Camille'in ağzından anlamlı bir pasaj çıktığı anda, ipi çözmeye  çalışırken Heina'nın tüm vücudu kaskatı kesildi . Tüylerim diken diken oldu ve ürperti otomatik olarak vücudumu sardı.

 

"Bu olabilir mi?"

 

İçgüdüsel olarak ölümünü hissetti  .

 

Dün gece Nike'ın parfümünü vücudunun her yerine sürmek zorunda kalmasının ve önemli yerleri zar zor kapatan havai giysiler giymesinin nedeni , bugün Yuri'nin reşit olma töreninde kurban olarak sunulacak olmasıydı  .

 

"Ha… ”

 

İçinde bulunduğu tehlikenin farkına varınca, kapalı alandan çıkmak için tekrar mücadele etti. İplerle bağlanan bilekler ne kadar sıkı bağlanırsa  bağlansın sürtünmeden soyuluyor, deri yavaş yavaş kaşınıyordu.

 

“Ahhh!
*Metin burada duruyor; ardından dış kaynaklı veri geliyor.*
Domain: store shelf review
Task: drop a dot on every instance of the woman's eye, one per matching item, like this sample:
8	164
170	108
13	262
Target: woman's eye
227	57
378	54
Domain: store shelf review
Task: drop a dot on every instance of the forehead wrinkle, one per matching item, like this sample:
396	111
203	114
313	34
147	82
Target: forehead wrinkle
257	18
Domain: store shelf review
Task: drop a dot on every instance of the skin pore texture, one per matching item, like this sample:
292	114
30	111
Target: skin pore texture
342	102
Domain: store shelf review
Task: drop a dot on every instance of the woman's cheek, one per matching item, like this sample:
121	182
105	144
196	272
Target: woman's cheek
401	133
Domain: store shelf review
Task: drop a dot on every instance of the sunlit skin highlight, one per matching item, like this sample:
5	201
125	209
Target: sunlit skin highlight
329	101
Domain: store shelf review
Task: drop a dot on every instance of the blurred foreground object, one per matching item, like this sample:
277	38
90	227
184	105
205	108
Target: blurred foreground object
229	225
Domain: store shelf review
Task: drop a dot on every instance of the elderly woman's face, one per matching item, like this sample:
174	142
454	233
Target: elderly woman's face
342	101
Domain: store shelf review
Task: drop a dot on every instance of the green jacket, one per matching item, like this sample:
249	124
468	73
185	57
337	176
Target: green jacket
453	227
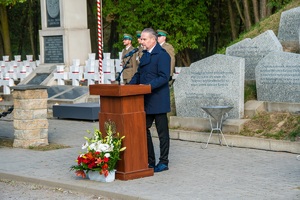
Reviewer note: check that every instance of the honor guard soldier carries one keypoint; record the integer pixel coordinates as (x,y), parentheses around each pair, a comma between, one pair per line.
(131,67)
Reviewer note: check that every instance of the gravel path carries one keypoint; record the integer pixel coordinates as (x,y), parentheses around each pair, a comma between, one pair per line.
(14,190)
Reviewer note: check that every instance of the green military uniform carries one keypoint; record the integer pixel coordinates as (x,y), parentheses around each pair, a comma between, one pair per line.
(140,52)
(170,49)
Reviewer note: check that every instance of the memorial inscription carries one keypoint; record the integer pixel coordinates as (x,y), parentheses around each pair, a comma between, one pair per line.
(278,78)
(53,49)
(53,13)
(214,81)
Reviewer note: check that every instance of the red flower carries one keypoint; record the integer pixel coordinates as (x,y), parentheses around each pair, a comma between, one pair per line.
(106,159)
(99,161)
(80,173)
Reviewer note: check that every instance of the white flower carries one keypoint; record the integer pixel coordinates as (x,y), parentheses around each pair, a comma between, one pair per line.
(85,145)
(93,146)
(104,147)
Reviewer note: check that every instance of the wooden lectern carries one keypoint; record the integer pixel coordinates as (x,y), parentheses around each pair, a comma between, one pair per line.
(124,104)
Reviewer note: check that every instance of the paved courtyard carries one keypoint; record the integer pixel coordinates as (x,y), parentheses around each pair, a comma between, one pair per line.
(217,172)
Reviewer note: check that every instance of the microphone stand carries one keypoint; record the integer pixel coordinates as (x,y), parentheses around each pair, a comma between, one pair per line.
(125,67)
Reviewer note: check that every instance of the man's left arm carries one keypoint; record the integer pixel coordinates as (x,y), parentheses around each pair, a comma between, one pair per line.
(163,71)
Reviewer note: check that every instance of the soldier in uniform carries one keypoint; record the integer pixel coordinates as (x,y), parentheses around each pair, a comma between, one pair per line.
(161,38)
(132,65)
(140,46)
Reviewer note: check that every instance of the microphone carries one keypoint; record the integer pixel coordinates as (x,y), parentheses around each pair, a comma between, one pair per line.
(131,53)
Kurtarın!"

 

Heina korkuyla titredi ve çığlık attı. Bezle kapattığı ağzından  sadece acı dolu inlemeler kaçtı.

 

Heina sıcak bir nefes verdi. Yuri'nin hayatını bir sonraki yağmur ritüeline kadar uzatacağına dair sözlerine safça inandığı için kendi aptallığını ancak şimdi fark ediyordu  .

 

"Hayatım boyunca Tanrı'nın iradesine hizmet edeceğim."

 

Yuri'nin soğuk, net ve acımasız sesi kulaklarıma ulaştı. Heina'nın öfke ve korkuyla dolu tüm vücudu,  rüzgarda titreyen kavak ağacı gibi titremeye başladı.

 

“Kutsal kandan bir kurbanla tanrılara bir kurban sunun! Nike'ın oğlu Yuri!"

 

En yüksek koltuğa oturan Nike, Yuri'yİ komuta etti.  Bu, törenin sona erdiğini duyurmak için bir işaretti.